In both Senegalese and Cape-Verdean cultures, both cultures I was raised in, how you gave birth is more important than the extraordinary act itself. When my more Westernized guests would inquire about the height and weight of my small angel, some other guests would ask, crudely and without compromise: “So did you have her natural?”
As I would fumble, searching for the right enough words to summarize one of the most defining moments of my entire existence, I would meet, yet again, disapproving glance after shocked look.
“Ay credu, you couldn’t push that baby out?”
Scheduling my son’s delivery via C-section was no easy feat either. Faced with the grim statistics of a repeat C-section delivery as opposed to a VBAC (vaginal delivery after C-section), I followed my doctor’s recommendation and opted for another intervention.
Another silent inner battle against deep-seated feelings of lacking self-worth and humiliation. Yet another excruciating series of questions from family members.
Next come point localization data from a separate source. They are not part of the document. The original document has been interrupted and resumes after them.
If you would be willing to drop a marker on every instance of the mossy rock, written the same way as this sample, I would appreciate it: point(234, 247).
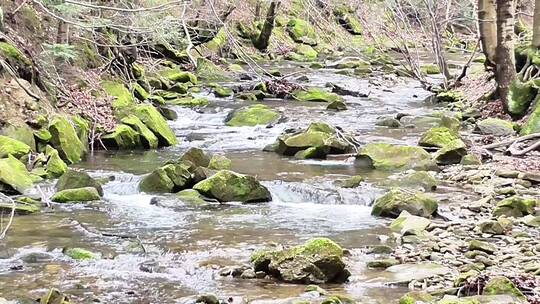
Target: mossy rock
point(397, 200)
point(515, 206)
point(80, 254)
point(55, 167)
point(123, 98)
point(147, 137)
point(85, 194)
point(316, 95)
point(253, 115)
point(301, 31)
point(386, 156)
point(317, 261)
point(151, 117)
point(229, 186)
point(22, 133)
point(123, 137)
point(16, 148)
point(66, 141)
point(495, 126)
point(77, 179)
point(219, 162)
point(169, 178)
point(14, 175)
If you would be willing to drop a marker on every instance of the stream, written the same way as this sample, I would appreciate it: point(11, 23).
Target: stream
point(186, 245)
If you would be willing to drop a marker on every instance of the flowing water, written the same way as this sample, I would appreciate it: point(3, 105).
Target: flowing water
point(184, 246)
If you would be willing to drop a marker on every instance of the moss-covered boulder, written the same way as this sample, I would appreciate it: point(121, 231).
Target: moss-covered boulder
point(229, 186)
point(317, 261)
point(515, 206)
point(301, 31)
point(22, 133)
point(151, 117)
point(16, 148)
point(123, 137)
point(55, 166)
point(520, 97)
point(65, 140)
point(395, 157)
point(147, 138)
point(77, 179)
point(169, 178)
point(439, 137)
point(85, 194)
point(316, 95)
point(397, 200)
point(253, 115)
point(495, 126)
point(14, 177)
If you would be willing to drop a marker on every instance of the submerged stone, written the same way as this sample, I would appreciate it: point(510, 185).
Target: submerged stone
point(85, 194)
point(396, 201)
point(229, 186)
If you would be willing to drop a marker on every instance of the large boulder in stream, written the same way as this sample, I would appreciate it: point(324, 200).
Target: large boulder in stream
point(317, 261)
point(229, 186)
point(393, 203)
point(250, 116)
point(77, 179)
point(386, 156)
point(14, 177)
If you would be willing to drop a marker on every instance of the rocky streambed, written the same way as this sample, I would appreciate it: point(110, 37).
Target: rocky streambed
point(345, 198)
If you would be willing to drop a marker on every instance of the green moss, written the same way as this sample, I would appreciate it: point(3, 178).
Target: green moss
point(253, 115)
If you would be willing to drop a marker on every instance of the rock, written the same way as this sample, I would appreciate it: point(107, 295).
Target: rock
point(395, 157)
point(503, 286)
point(55, 167)
point(440, 137)
point(9, 146)
point(316, 95)
point(397, 200)
point(317, 261)
point(451, 153)
point(495, 126)
point(66, 141)
point(85, 194)
point(301, 31)
point(382, 264)
point(415, 180)
point(351, 182)
point(80, 254)
point(147, 137)
point(22, 132)
point(169, 178)
point(14, 175)
point(470, 160)
point(151, 117)
point(515, 206)
point(258, 114)
point(409, 224)
point(123, 137)
point(77, 179)
point(229, 186)
point(387, 121)
point(415, 297)
point(482, 246)
point(219, 162)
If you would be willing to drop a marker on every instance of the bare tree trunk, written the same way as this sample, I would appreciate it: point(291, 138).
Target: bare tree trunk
point(487, 15)
point(263, 40)
point(505, 57)
point(536, 24)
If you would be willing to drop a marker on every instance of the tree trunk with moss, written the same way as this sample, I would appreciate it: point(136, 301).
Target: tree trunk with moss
point(262, 41)
point(536, 24)
point(487, 15)
point(505, 57)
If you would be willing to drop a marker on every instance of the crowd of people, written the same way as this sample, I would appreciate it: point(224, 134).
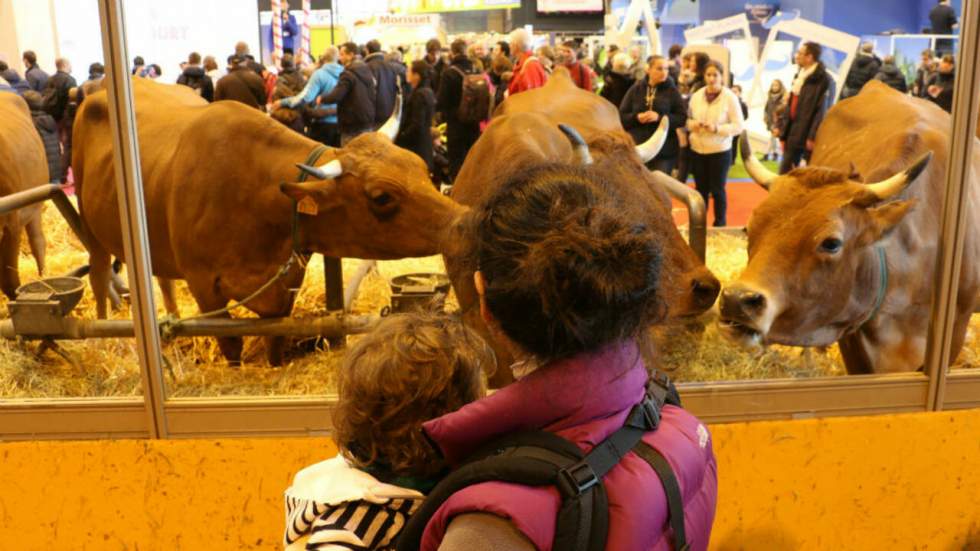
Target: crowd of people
point(352, 89)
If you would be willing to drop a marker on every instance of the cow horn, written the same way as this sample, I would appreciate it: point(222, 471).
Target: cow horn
point(886, 189)
point(762, 175)
point(579, 146)
point(328, 171)
point(390, 127)
point(649, 149)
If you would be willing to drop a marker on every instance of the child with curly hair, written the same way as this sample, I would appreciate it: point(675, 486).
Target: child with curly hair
point(411, 368)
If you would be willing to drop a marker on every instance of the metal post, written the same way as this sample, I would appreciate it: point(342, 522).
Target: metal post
point(129, 188)
point(334, 280)
point(958, 182)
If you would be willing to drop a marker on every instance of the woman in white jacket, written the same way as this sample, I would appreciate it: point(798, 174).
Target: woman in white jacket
point(714, 118)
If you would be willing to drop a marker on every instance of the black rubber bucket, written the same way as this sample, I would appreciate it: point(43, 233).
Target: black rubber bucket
point(418, 291)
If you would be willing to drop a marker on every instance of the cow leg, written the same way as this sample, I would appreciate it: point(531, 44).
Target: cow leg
point(208, 299)
point(100, 272)
point(35, 236)
point(169, 296)
point(277, 302)
point(9, 252)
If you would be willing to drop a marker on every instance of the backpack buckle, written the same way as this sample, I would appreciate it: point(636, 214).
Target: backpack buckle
point(576, 479)
point(651, 413)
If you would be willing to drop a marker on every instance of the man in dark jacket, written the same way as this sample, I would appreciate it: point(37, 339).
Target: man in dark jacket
point(892, 75)
point(387, 82)
point(289, 77)
point(807, 106)
point(863, 69)
point(195, 77)
point(241, 84)
point(460, 136)
point(942, 17)
point(355, 96)
point(55, 97)
point(940, 86)
point(35, 77)
point(48, 130)
point(648, 101)
point(433, 56)
point(17, 84)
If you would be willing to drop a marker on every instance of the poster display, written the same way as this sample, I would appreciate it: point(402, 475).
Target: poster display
point(435, 6)
point(570, 6)
point(162, 33)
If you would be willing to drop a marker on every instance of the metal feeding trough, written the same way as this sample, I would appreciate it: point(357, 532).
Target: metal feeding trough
point(418, 291)
point(41, 306)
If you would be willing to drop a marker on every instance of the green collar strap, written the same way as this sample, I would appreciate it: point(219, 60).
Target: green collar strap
point(882, 286)
point(311, 160)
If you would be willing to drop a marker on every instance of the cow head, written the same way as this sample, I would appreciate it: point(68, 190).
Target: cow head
point(814, 271)
point(372, 200)
point(688, 287)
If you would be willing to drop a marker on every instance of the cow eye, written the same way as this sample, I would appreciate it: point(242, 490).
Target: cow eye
point(831, 245)
point(382, 198)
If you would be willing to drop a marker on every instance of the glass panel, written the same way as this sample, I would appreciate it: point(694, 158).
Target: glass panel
point(827, 267)
point(52, 304)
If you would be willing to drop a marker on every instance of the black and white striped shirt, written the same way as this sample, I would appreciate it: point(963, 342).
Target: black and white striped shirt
point(340, 509)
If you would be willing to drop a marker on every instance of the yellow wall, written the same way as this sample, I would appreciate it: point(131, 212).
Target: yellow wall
point(887, 482)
Another opportunity at practicing my hard-earned skills at dodging inquisitive glances and words alike.
Yet in all this confusing brouhaha of egotistical mentalities, mine included, one cannot help but hear the deafening sound of sad world statistics around maternal mortality.
According to the World Health Organization’s May 2012 Fact Sheet, approximately 800 women die every day from preventable causes related to childbirth and pregnancy. Ninety-nine percent of these occur in developing countries like my native Senegal. The reported figures are staggeringly high: for each 100,000 births in developing countries, 240 result in maternal death. Compare this to a maternal mortality ratio of 16 per 100,000 in developed countries. As much as unnecessary surgeries should certainly be avoided, it is evident that adequate medical care before, during, and after childbirth is still lacking.
Having access to surgery saved my life and my babies’ lives, despite the cultural stigma I am trying hard to let go of. It will save the lives of many like me who are privileged enough to benefit from it.
But shouldn’t this privilege be available to all women?
Hello, my name is Solange, I am healthy, and so are my babies.